Focus groups conducted by Lake Research Partners  show a public that is ready for comprehensive immigration reform. Though immigration is a lower priority than the economy, voters strongly agree that the system is broken and needs to be fixed. Voters are in a problem solving frame of mind, and they strongly support immigration reforms that would require illegal immigrants to register, pay taxes, learn English, pass a criminal background check, and apply for citizenship with no advantage over those currently applying legally.
• The best word to describe the general mood of the country and of focus group participants is “anxious.” The economic climate is really taking a toll on people, and nobody feels completely secure. Participants express fears about job loss, mortgage payments, and general expenses like gas and groceries. They are angry at Wall Street, and the seemingly endless string of bailouts has touched a nerve.
• Though the immigration issue does interact with the economy, focus group participants do not blame the economic crisis on legal or illegal immigration. When asked where they direct their anger, participants are most likely to name corporations, Wall Street CEOs, and a general lack of accountability.
• The economy and all the other urgent problems currently facing the country have put voters into a more solution oriented frame of mind, continuing their receptiveness to comprehensive immigration reform. Unlike earlier this decade, cultural anxiety and the need to “punish lawbreakers” is not the dominant mood on the immigration issue. Instead, voters are much more interested in common sense solutions that fix a system which they see overwhelmingly as broken. There is no appetite for mass deportation nor for enforcement-only policies among swing voters.
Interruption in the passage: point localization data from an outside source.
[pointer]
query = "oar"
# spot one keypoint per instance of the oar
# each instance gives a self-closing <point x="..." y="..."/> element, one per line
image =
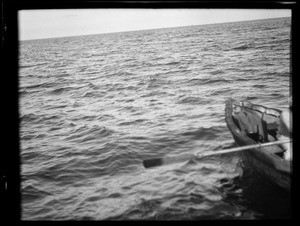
<point x="148" y="163"/>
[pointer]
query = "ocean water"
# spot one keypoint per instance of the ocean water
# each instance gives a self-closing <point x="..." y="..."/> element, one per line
<point x="92" y="108"/>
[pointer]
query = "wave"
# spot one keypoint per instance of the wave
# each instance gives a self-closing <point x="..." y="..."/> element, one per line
<point x="59" y="91"/>
<point x="32" y="65"/>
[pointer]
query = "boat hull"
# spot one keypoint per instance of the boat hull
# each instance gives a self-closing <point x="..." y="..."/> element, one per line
<point x="263" y="160"/>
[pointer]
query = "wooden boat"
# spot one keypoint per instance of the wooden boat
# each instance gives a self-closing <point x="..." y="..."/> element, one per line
<point x="252" y="124"/>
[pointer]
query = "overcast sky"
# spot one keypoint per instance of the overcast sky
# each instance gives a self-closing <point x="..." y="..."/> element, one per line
<point x="37" y="24"/>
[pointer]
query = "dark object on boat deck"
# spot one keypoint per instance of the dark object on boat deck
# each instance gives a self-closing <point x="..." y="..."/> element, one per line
<point x="252" y="124"/>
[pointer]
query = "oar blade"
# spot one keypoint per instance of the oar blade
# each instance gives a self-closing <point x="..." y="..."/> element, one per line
<point x="149" y="163"/>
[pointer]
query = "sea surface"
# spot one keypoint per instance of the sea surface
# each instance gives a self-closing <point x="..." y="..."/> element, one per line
<point x="92" y="108"/>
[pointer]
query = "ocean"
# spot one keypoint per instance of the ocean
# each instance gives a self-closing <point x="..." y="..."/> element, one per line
<point x="93" y="107"/>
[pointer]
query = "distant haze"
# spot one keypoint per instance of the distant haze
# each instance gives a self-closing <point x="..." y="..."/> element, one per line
<point x="38" y="24"/>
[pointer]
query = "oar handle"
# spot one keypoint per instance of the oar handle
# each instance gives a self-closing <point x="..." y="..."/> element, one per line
<point x="184" y="157"/>
<point x="242" y="148"/>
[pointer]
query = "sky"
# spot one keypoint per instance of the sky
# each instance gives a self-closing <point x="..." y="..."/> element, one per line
<point x="38" y="24"/>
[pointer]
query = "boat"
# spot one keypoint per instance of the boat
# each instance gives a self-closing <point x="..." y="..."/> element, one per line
<point x="252" y="124"/>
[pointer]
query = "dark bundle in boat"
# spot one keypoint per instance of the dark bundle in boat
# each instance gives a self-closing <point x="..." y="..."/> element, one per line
<point x="252" y="124"/>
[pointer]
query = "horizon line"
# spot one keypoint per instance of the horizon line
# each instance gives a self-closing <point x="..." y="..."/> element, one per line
<point x="115" y="32"/>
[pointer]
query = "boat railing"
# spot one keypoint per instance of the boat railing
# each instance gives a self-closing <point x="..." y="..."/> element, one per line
<point x="263" y="110"/>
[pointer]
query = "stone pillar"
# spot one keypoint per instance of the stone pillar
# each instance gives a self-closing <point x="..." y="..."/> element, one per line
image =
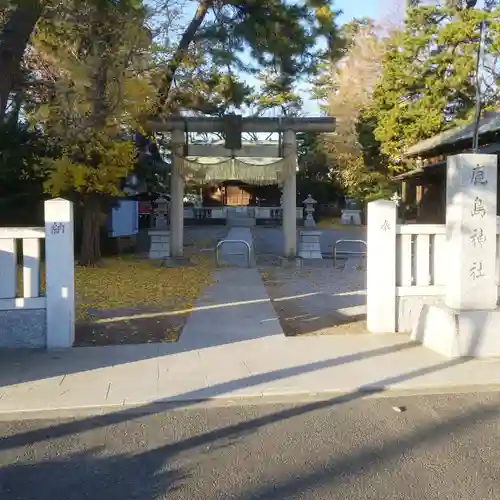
<point x="290" y="196"/>
<point x="60" y="273"/>
<point x="381" y="267"/>
<point x="177" y="195"/>
<point x="471" y="214"/>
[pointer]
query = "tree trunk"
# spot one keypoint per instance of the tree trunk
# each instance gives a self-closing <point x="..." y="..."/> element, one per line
<point x="180" y="53"/>
<point x="90" y="249"/>
<point x="14" y="39"/>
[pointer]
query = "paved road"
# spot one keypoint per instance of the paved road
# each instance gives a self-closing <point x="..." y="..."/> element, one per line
<point x="442" y="447"/>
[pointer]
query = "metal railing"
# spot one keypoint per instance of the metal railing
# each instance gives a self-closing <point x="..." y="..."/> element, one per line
<point x="222" y="242"/>
<point x="348" y="252"/>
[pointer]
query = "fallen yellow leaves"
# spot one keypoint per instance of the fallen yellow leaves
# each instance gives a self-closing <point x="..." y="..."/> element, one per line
<point x="124" y="282"/>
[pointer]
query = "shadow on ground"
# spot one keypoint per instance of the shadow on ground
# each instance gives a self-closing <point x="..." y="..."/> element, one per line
<point x="152" y="474"/>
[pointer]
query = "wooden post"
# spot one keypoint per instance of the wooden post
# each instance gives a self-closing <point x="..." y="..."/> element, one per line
<point x="290" y="196"/>
<point x="177" y="195"/>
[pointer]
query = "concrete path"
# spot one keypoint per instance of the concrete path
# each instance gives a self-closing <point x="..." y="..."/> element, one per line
<point x="95" y="377"/>
<point x="232" y="346"/>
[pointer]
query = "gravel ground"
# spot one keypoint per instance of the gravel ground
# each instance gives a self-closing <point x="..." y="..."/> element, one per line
<point x="318" y="298"/>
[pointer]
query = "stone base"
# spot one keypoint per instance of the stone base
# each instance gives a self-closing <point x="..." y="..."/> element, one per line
<point x="160" y="244"/>
<point x="456" y="334"/>
<point x="291" y="262"/>
<point x="309" y="245"/>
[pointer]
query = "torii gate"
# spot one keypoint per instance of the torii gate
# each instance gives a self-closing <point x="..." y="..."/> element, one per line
<point x="233" y="126"/>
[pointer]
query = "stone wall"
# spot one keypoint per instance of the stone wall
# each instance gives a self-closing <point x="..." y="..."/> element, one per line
<point x="408" y="310"/>
<point x="23" y="328"/>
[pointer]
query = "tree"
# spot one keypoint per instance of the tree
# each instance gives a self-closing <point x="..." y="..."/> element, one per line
<point x="346" y="88"/>
<point x="427" y="82"/>
<point x="19" y="21"/>
<point x="96" y="107"/>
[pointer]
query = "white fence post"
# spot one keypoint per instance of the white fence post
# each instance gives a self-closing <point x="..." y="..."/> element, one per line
<point x="60" y="269"/>
<point x="381" y="267"/>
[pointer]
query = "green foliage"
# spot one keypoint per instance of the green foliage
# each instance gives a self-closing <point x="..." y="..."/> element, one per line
<point x="281" y="39"/>
<point x="96" y="167"/>
<point x="345" y="90"/>
<point x="427" y="80"/>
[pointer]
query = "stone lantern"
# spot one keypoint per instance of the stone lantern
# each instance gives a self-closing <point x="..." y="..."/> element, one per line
<point x="309" y="244"/>
<point x="160" y="235"/>
<point x="161" y="213"/>
<point x="309" y="203"/>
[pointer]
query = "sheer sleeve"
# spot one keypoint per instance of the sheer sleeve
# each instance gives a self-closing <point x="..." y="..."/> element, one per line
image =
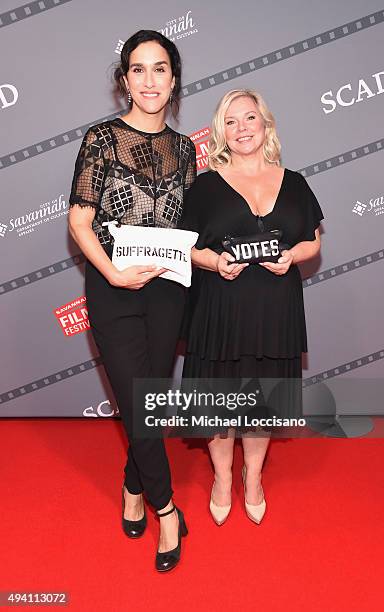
<point x="190" y="175"/>
<point x="311" y="211"/>
<point x="88" y="177"/>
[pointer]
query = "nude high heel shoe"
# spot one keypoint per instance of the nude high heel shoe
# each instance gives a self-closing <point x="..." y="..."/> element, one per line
<point x="254" y="512"/>
<point x="219" y="513"/>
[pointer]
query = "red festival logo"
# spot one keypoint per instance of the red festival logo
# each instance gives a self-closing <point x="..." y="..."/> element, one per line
<point x="73" y="317"/>
<point x="200" y="138"/>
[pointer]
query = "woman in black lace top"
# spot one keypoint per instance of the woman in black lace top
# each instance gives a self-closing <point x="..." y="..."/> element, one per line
<point x="136" y="170"/>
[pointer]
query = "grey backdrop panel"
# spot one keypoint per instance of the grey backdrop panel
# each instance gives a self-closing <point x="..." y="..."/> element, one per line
<point x="292" y="52"/>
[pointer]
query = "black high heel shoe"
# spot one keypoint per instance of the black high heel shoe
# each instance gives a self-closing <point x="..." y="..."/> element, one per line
<point x="134" y="529"/>
<point x="169" y="559"/>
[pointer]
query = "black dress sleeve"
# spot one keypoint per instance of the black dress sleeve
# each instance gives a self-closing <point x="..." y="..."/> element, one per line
<point x="311" y="211"/>
<point x="190" y="175"/>
<point x="88" y="179"/>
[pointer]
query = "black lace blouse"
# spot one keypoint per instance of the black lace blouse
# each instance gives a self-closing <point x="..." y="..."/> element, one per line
<point x="133" y="177"/>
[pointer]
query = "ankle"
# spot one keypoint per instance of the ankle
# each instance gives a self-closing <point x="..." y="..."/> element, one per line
<point x="224" y="479"/>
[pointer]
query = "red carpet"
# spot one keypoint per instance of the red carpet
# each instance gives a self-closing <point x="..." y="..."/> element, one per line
<point x="319" y="546"/>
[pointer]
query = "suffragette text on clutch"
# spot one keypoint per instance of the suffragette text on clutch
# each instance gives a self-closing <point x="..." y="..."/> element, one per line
<point x="162" y="247"/>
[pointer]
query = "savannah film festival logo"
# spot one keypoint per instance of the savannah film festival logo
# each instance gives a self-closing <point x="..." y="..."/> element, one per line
<point x="8" y="95"/>
<point x="174" y="29"/>
<point x="200" y="140"/>
<point x="375" y="206"/>
<point x="73" y="317"/>
<point x="29" y="222"/>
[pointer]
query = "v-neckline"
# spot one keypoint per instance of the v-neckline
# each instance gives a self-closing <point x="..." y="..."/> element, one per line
<point x="246" y="201"/>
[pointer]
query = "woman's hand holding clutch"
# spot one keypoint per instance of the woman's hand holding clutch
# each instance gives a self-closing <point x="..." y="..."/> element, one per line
<point x="228" y="270"/>
<point x="282" y="265"/>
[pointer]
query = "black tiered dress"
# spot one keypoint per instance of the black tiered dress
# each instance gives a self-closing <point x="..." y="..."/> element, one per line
<point x="253" y="326"/>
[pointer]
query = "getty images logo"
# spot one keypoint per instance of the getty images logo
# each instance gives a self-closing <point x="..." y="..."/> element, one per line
<point x="8" y="95"/>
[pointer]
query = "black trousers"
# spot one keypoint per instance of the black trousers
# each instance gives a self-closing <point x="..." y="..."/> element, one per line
<point x="136" y="333"/>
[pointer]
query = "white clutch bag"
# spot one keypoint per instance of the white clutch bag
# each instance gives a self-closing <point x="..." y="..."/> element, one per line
<point x="162" y="247"/>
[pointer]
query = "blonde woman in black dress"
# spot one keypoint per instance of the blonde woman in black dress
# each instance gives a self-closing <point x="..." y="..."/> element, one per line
<point x="136" y="170"/>
<point x="248" y="320"/>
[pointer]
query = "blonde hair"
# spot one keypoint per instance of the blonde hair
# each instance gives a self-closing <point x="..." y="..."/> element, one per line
<point x="218" y="152"/>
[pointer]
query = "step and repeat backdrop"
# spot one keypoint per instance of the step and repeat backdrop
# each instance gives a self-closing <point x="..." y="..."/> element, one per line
<point x="320" y="67"/>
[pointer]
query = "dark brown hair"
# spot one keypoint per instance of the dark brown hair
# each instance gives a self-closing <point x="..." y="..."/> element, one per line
<point x="174" y="56"/>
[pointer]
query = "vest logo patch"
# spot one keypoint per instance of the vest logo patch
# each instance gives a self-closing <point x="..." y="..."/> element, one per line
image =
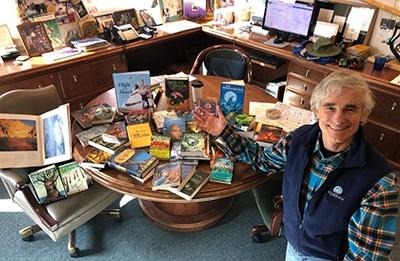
<point x="336" y="192"/>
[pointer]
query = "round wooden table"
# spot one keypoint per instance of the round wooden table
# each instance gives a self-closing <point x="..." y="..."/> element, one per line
<point x="166" y="209"/>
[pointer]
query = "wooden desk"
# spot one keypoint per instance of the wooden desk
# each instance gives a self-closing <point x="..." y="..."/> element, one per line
<point x="168" y="210"/>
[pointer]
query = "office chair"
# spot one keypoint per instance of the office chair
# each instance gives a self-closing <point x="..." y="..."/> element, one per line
<point x="61" y="217"/>
<point x="269" y="202"/>
<point x="224" y="60"/>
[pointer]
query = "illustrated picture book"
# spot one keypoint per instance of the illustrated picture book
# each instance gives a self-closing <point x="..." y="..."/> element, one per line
<point x="133" y="91"/>
<point x="47" y="184"/>
<point x="35" y="140"/>
<point x="167" y="175"/>
<point x="222" y="171"/>
<point x="96" y="114"/>
<point x="74" y="178"/>
<point x="232" y="96"/>
<point x="160" y="146"/>
<point x="193" y="186"/>
<point x="133" y="162"/>
<point x="177" y="93"/>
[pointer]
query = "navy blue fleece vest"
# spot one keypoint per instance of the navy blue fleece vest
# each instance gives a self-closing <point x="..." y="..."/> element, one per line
<point x="322" y="232"/>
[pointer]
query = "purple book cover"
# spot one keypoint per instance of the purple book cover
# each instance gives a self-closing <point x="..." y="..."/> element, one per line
<point x="194" y="8"/>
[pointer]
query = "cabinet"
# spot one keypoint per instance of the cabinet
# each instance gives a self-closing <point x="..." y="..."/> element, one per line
<point x="383" y="127"/>
<point x="82" y="82"/>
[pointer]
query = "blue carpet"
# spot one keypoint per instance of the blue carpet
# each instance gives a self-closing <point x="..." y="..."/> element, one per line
<point x="136" y="238"/>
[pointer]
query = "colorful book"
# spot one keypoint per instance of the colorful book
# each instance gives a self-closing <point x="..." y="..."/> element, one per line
<point x="136" y="163"/>
<point x="194" y="8"/>
<point x="133" y="91"/>
<point x="222" y="171"/>
<point x="232" y="97"/>
<point x="177" y="93"/>
<point x="35" y="140"/>
<point x="166" y="175"/>
<point x="47" y="184"/>
<point x="96" y="114"/>
<point x="74" y="178"/>
<point x="89" y="134"/>
<point x="174" y="127"/>
<point x="139" y="134"/>
<point x="160" y="146"/>
<point x="113" y="138"/>
<point x="193" y="186"/>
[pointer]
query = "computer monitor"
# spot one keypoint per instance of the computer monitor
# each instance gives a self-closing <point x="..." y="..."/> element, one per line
<point x="285" y="18"/>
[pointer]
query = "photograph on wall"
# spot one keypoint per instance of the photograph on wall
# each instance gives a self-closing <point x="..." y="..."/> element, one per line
<point x="34" y="38"/>
<point x="128" y="16"/>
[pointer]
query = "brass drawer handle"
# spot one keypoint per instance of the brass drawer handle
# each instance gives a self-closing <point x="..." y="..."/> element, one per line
<point x="394" y="106"/>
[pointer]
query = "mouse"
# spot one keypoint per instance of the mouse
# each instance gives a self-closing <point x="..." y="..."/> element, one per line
<point x="277" y="41"/>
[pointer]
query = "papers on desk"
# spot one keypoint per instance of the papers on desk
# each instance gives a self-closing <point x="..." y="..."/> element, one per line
<point x="291" y="117"/>
<point x="178" y="26"/>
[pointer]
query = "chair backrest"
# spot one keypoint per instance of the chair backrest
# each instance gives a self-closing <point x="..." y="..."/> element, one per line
<point x="30" y="101"/>
<point x="224" y="60"/>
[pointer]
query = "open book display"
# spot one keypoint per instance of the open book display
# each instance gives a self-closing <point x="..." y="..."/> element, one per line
<point x="31" y="140"/>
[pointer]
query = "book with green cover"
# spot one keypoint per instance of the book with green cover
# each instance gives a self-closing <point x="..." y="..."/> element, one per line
<point x="222" y="171"/>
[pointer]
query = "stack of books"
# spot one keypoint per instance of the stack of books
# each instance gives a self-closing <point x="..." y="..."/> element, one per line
<point x="90" y="44"/>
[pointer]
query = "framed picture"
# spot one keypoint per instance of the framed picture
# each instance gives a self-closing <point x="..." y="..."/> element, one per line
<point x="127" y="16"/>
<point x="35" y="38"/>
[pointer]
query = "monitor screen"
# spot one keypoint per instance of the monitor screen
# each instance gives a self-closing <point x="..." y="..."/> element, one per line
<point x="286" y="17"/>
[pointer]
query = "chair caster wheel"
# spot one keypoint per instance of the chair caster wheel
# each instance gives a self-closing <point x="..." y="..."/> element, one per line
<point x="27" y="238"/>
<point x="74" y="252"/>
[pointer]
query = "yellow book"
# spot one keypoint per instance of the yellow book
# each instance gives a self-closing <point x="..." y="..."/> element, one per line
<point x="139" y="135"/>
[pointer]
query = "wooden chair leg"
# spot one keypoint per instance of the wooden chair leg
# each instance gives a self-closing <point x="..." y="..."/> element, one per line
<point x="72" y="249"/>
<point x="27" y="232"/>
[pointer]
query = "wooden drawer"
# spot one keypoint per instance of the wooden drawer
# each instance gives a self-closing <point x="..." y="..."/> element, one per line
<point x="30" y="83"/>
<point x="299" y="85"/>
<point x="89" y="77"/>
<point x="387" y="108"/>
<point x="296" y="99"/>
<point x="384" y="140"/>
<point x="306" y="72"/>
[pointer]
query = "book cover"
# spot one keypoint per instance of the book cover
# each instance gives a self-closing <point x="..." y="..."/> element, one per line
<point x="86" y="135"/>
<point x="193" y="144"/>
<point x="160" y="146"/>
<point x="193" y="186"/>
<point x="177" y="93"/>
<point x="159" y="116"/>
<point x="194" y="8"/>
<point x="113" y="138"/>
<point x="133" y="162"/>
<point x="209" y="105"/>
<point x="166" y="175"/>
<point x="47" y="184"/>
<point x="268" y="133"/>
<point x="132" y="90"/>
<point x="96" y="114"/>
<point x="222" y="171"/>
<point x="139" y="134"/>
<point x="232" y="97"/>
<point x="73" y="177"/>
<point x="35" y="140"/>
<point x="174" y="127"/>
• The tested proposal for comprehensive immigration reform receives very strong support across focus groups. Participants view it as a practical, common sense solution. Participants liked that it sets up an orderly process and that immigrants who go through the system are showing a commitment to becoming Americans. Voters like the combination of requirements of having undocumented immigrants register, work, pay taxes, learn English, and get in line to apply for citizenship. Voter criticisms were largely constructive, such as arguing that it may not be realistic in this economy to require people to have a current job. They are also more likely to single out certain provisions as too harsh rather than too lenient.
 Lake Research Partners conducted six focus groups in Kansas City, MO, Atlanta, GA, and Phoenix, AZ. The groups occurred on March 3, 5, and 16 respectively.